The Mids posted an 8-5 record in 2008, which is the best mark for a first-year head coach at Navy since 1934. The eight wins qualified the Midshipmen for the EagleBank Bowl, marking the first time in school history that Navy has earned a bowl berth under a first-year head coach. Thanks to a 33-27 victory over Air Force and a 34-0 win over Army, Niumatalolo became just the second Service Academy coach to win the Commander-In-Chief's Trophy in his first year (George Welsh is the other). Other landmark wins during the 2008 season included a 24-17 victory over 16th-ranked Wake Forest, which was Navy's first win over a team ranked in the Associated Press Top 25 since 1985, as well as Navy's victory the previous week over Rutgers. It was the first time since 1981 that Navy beat teams currently in the BCS in back-to-back weeks. Navy also defeated a program-record four bowl teams.
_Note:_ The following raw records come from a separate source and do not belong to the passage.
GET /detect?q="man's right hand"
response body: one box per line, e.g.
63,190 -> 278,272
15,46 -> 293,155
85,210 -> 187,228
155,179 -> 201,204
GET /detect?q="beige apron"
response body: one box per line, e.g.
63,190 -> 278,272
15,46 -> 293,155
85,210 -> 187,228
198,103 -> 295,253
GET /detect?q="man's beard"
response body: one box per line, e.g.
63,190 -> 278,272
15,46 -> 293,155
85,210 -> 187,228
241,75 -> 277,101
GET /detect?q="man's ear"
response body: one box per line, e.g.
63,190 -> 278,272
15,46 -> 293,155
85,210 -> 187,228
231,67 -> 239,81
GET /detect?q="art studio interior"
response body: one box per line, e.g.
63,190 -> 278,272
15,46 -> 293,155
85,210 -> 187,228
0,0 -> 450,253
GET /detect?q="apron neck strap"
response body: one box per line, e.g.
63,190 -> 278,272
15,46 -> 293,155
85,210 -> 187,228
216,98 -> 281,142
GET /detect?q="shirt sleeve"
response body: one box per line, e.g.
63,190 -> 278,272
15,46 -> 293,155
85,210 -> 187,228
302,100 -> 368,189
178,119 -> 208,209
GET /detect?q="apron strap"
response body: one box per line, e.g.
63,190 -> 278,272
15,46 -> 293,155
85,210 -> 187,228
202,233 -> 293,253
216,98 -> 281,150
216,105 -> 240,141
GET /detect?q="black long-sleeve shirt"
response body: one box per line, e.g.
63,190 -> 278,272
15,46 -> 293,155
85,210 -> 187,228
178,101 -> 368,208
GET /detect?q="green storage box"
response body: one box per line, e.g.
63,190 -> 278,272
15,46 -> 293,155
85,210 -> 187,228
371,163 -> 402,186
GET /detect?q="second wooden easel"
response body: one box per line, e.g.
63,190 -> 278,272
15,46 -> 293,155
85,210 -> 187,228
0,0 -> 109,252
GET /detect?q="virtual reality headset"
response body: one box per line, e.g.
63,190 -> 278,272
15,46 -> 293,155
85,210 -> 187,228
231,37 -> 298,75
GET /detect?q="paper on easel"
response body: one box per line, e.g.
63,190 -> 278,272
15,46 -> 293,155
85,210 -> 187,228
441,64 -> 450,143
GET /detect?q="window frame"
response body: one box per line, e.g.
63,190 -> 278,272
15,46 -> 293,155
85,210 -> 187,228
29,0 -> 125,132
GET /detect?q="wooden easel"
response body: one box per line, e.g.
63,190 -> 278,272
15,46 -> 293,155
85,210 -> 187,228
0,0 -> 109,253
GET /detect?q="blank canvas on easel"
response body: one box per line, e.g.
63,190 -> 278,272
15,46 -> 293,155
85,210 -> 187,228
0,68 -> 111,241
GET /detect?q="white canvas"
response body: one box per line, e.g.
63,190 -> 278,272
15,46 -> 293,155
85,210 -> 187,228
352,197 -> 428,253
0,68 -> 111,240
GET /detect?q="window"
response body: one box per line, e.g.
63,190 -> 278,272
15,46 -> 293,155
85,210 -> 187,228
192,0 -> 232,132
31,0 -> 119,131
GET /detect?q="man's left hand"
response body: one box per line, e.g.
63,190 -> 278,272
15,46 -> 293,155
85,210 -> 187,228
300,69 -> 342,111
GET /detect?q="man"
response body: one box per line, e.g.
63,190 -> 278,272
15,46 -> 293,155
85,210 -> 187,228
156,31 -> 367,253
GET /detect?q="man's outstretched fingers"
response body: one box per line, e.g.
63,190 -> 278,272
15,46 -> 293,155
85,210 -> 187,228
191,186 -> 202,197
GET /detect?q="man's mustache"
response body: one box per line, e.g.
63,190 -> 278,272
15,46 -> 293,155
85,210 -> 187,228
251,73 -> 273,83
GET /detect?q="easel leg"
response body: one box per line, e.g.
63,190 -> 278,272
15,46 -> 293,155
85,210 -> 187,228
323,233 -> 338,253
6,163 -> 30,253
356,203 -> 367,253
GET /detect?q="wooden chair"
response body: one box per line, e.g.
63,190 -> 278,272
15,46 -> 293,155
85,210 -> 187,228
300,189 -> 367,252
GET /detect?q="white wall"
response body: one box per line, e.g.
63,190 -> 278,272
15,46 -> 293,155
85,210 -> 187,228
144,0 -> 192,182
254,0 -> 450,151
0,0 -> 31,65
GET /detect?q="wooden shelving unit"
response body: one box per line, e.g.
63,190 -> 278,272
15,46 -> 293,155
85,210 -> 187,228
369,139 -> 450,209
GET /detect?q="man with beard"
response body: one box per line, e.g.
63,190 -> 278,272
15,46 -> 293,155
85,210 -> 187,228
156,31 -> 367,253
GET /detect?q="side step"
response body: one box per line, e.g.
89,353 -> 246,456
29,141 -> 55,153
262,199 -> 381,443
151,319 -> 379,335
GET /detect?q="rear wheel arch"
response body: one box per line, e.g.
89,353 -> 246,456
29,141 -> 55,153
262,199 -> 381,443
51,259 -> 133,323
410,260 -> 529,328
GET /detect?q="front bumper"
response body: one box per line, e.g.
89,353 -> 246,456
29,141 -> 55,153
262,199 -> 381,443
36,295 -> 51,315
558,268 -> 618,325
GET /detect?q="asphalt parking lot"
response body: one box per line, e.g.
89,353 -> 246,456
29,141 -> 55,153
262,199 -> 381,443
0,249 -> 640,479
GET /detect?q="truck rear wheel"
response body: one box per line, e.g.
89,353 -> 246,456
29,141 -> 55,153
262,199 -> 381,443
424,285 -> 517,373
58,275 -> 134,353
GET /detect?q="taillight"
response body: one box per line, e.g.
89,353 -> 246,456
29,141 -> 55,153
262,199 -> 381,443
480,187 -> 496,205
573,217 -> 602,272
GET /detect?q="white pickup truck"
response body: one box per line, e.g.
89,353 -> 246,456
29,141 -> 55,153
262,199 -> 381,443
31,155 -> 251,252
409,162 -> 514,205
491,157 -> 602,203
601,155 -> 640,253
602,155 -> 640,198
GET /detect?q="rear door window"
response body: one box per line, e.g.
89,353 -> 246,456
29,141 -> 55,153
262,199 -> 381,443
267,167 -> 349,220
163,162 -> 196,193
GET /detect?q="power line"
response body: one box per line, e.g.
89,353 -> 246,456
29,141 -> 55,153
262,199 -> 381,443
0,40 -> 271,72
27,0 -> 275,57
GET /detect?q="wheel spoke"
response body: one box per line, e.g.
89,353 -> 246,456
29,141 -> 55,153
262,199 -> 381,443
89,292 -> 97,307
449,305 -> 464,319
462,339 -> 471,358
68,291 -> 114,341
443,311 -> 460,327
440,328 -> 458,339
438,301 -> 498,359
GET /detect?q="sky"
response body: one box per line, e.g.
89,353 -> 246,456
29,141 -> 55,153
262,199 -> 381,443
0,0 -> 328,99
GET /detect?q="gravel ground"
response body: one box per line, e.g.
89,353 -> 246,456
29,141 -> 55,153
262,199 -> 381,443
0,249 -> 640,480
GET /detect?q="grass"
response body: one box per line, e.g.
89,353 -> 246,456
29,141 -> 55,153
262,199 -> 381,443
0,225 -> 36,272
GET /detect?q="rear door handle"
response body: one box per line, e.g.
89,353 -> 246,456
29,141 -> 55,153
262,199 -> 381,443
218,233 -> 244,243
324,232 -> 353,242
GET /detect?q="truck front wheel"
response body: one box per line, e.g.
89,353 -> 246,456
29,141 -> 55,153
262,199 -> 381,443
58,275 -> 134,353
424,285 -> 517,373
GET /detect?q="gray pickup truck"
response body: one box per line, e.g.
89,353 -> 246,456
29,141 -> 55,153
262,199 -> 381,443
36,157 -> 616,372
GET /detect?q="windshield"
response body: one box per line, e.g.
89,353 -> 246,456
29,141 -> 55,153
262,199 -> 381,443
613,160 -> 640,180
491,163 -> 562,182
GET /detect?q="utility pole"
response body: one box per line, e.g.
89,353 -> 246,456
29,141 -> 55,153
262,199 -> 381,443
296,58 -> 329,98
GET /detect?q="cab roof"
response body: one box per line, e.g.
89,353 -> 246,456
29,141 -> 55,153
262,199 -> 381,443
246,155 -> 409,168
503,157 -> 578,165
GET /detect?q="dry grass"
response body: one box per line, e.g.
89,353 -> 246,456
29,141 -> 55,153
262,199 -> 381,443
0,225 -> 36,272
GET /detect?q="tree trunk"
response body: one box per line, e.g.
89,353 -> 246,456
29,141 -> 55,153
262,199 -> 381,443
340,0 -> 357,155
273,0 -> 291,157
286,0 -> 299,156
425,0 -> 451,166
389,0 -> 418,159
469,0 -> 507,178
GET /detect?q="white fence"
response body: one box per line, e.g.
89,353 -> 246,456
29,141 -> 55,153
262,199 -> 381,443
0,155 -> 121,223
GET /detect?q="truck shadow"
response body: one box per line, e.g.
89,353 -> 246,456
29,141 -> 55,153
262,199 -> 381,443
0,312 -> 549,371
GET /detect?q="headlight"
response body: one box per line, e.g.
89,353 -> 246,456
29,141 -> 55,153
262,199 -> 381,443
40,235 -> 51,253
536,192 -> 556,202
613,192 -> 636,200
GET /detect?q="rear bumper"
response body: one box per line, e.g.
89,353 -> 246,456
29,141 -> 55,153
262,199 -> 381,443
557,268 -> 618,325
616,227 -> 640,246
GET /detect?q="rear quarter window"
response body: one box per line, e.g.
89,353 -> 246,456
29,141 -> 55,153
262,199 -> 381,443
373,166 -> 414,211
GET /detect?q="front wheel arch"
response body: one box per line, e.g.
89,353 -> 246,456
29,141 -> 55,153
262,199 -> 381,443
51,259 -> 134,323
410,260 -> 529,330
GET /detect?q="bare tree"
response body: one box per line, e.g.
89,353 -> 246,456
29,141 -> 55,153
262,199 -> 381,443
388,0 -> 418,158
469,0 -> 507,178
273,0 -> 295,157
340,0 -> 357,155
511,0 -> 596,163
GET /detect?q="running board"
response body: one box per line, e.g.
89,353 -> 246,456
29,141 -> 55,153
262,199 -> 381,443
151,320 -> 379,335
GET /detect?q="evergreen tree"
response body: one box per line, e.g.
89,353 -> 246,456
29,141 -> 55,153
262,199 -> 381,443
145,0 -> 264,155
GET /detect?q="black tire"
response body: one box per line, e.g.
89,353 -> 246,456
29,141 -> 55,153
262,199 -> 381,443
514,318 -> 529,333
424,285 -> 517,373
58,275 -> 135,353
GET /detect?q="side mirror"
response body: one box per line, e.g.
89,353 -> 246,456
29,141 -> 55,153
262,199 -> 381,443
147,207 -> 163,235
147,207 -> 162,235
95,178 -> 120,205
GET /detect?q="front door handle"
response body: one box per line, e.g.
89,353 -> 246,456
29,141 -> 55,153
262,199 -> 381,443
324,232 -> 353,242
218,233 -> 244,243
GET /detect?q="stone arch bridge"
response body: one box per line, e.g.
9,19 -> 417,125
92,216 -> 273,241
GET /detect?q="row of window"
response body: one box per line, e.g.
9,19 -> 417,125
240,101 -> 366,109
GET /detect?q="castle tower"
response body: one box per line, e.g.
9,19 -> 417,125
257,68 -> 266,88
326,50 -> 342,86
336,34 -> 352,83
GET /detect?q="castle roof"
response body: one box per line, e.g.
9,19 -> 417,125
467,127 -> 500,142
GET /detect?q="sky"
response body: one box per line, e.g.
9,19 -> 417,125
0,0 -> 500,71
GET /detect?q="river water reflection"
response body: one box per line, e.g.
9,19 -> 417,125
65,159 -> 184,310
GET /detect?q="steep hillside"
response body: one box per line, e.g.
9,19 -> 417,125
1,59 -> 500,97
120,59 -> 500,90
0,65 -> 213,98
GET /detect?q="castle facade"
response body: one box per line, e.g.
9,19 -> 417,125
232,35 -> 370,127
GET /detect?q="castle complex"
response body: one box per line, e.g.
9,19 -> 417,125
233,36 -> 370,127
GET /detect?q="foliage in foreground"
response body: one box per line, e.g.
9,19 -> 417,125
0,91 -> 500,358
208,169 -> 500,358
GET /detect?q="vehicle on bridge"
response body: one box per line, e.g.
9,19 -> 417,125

The Mids sported the most improved scoring defense in the country a year ago, giving up just 22.0 points per game which was a 14.4 point per game improvement from 2007.
The 2007 season was a memorable one as well as the Midshipmen posted an 8-5 record, won a school-record fifth-consecutive Commander-In-Chief's Trophy, appeared in a school-record fifth-straight bowl game, and defeated Notre Dame for the first time since 1963. Safety Ketric Buffin became the first player in school history to intercept a pass in each of the first four games of the season.
In 2006 one of Speed's pupils, Keenan Little, became the first player in Navy history to score a defensive touchdown in both Service Academy games in the same year as Navy once again won the Commander-In-Chief's Tropy and participated in a bowl game.
Speed returned to the Naval Academy after a two-year hiatus at the Naval Academy Prep School in Newport, R.I., where he served as the Director of Athletics for two seasons and as the head football coach for one year.
Before going to the prep school, Speed had a successful military tour at the United States Naval Academy as a Captain in the United States Marine Corps.
In his first stint at Navy, Speed served as the Executive Administrator and Military Liaison Officer for the football team, while serving to recruit future Marine Officers, as well. Speed's military duties involved the supervision of various administrative, logistical, and professional matters pertaining to the football team and the Naval Academy Athletic Association.
On the field, Speed served as the assistant linebackers coach and head junior varsity coach. He coached four seasons at Navy and in 2003, helped guide the football team to an impressive 8-5 record, which included capturing the Commander-In-Chief's Trophy and an appearance in the 2003 Houston Bowl.
A 1996 graduate of the Naval Academy, Speed was a standout on the gridiron for the Midshipmen. A four-year starter at safety, he finished his career with 260 tackles and five interceptions.
Following graduation, Speed was commissioned as a Second Lieutenant in the United States Marine Corps and reported to Quantico, Va., where he trained and took the Infantry Officers Course.
In September of 1997, he reported to GOLF Company, 2nd Battalion, 7th Marines in Twenty-Nine Palms, Calif. and in July of 1998, went to Okinawa, Japan, for six months, where he was involved in exercise FOAL EAGLE in Korea. After working with the Army in Fort Erwin, Calif. for a month, Speed went to Africa for three months on a security mission for the U.S. Embassy in Nairobi, Kenya.
Speed, and his wife, Ingrid, reside in Annapolis.